We consider the equilibrium

$$NH_4SH(s) \;\rightleftharpoons\; NH_3(g) + H_2S(g)$$

The solid $$NH_4SH$$ does not appear in the equilibrium-constant expression, so we only need the partial pressures of $$NH_3$$ and $$H_2S$$ that are produced by the decomposition.

First we calculate how many moles of the solid are initially present. The molar mass of $$NH_4SH$$ is obtained by adding the atomic masses of all the atoms:

$$M(NH_4SH)=M(N)+4M(H)+M(S)+M(H) = 14 + 4(1) + 32 + 1 = 51\ {\rm g\;mol^{-1}}$$

So, from 5.1 g we have

$$n_{\text{initial}}(NH_4SH)=\frac{5.1\ \text{g}}{51\ \text{g mol}^{-1}}=0.10\ \text{mol}$$

Only 30 % of this amount decomposes.
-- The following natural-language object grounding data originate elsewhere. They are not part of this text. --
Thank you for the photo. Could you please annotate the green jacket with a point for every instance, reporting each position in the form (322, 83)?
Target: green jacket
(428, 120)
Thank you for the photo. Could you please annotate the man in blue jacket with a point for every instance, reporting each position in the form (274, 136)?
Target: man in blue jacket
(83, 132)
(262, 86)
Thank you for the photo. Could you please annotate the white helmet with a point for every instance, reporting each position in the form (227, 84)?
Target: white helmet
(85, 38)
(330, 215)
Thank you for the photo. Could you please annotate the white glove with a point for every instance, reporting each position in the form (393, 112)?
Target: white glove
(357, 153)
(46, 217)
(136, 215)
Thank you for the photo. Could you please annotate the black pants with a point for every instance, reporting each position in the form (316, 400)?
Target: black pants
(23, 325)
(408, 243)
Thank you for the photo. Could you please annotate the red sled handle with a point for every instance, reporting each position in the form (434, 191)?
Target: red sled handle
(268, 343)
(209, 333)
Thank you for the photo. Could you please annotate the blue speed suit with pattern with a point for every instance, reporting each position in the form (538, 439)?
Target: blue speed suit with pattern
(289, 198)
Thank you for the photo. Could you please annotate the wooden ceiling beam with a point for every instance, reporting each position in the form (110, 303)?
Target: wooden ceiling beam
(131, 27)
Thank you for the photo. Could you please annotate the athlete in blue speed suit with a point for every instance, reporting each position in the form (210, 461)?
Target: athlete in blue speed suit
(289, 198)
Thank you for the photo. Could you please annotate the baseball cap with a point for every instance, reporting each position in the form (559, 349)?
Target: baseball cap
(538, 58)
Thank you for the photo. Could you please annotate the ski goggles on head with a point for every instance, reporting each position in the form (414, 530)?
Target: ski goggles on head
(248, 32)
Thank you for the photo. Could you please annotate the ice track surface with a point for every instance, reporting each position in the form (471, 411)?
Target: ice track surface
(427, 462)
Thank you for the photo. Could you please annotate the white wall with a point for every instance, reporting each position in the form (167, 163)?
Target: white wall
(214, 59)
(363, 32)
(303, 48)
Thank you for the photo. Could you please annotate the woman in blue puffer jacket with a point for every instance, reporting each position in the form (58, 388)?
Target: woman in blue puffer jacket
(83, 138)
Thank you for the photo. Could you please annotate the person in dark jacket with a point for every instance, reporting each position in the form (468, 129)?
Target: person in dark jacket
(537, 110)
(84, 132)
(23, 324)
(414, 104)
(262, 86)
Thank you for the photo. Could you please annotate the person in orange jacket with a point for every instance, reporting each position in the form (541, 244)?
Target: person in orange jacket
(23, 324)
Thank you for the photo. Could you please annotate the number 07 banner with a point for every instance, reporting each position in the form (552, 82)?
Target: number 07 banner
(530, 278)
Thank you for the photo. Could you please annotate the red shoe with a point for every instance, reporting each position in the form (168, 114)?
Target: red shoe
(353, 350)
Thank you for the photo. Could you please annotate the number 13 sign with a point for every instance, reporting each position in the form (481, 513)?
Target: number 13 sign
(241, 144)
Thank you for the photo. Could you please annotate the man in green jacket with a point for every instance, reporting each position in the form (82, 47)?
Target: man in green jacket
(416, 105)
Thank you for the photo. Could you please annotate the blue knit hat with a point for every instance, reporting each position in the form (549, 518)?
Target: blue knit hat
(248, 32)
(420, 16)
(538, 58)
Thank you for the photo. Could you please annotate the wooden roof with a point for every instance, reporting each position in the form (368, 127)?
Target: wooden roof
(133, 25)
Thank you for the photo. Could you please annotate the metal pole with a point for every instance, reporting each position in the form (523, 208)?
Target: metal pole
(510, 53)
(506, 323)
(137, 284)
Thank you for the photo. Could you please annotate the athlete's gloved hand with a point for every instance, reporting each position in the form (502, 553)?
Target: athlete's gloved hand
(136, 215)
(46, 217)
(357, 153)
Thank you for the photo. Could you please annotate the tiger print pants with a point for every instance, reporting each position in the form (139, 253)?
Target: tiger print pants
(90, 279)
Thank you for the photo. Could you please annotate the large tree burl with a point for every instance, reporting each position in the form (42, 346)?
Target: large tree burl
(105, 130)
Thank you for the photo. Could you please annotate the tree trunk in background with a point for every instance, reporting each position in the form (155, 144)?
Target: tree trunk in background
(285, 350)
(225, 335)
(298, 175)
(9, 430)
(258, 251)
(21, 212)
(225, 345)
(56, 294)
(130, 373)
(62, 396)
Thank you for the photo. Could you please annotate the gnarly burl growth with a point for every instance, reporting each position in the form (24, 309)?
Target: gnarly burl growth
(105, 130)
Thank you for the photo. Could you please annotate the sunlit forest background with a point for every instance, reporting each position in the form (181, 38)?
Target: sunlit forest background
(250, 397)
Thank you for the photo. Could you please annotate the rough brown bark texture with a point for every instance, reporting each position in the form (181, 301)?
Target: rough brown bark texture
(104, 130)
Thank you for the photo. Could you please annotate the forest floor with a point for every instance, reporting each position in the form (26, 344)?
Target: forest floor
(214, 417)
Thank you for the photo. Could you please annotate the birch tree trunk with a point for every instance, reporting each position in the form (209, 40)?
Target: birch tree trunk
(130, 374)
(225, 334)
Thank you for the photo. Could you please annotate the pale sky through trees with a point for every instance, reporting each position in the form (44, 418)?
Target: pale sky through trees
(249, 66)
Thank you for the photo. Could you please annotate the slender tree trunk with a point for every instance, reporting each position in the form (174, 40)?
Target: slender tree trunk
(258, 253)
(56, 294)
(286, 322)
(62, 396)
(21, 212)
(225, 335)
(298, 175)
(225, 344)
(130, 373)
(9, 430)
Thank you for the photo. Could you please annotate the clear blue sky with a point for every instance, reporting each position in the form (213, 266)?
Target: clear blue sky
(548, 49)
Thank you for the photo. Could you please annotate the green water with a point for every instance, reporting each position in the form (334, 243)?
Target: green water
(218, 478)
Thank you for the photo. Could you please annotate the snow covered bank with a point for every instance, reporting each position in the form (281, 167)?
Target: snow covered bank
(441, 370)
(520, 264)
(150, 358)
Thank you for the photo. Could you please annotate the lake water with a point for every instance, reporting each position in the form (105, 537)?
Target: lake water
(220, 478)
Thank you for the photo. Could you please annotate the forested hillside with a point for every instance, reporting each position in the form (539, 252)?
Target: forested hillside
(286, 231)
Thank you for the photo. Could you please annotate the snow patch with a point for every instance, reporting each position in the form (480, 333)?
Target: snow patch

Hence the number of moles that actually break down is

$$n_{\text{decomposed}} = 0.30 \times 0.10\ \text{mol}=0.030\ \text{mol}$$

Because the stoichiometry of the reaction is 1 : 1 : 1, the same amount of each gas is formed:

$$n(NH_3)=0.030\ \text{mol}, \qquad n(H_2S)=0.030\ \text{mol}$$

The gases occupy a flask whose volume is 3.0 L, and the temperature is $$T = 327^{\circ}{\rm C} = 327 + 273 = 600\ {\rm K}$$

We now use the ideal-gas equation, stated here for one gas, $$PV = nRT$$ to obtain the partial pressures.

For $$NH_3$$ we have

$$P_{NH_3} = \frac{nRT}{V} = \frac{0.030\ \text{mol}\;(0.082\ \text{L atm mol}^{-1}\text{K}^{-1})\;(600\ \text{K})}{3.0\ \text{L}}$$

$$P_{NH_3} = \frac{0.030 \times 0.082 \times 600}{3.0}\ {\rm atm}$$

$$P_{NH_3} = \frac{1.476}{3.0} = 0.492\ {\rm atm}$$

Exactly the same calculation holds for $$H_2S$$ because it has the same number of moles, so

$$P_{H_2S}=0.492\ {\rm atm}$$

The equilibrium constant in pressure units for the reaction is

$$K_P = P_{NH_3}\,P_{H_2S}$$

Substituting the calculated partial pressures,

$$K_P = (0.492\ {\rm atm}) \times (0.492\ {\rm atm})$$

$$K_P = 0.242\ {\rm atm}^2$$

Hence, the correct answer is Option A.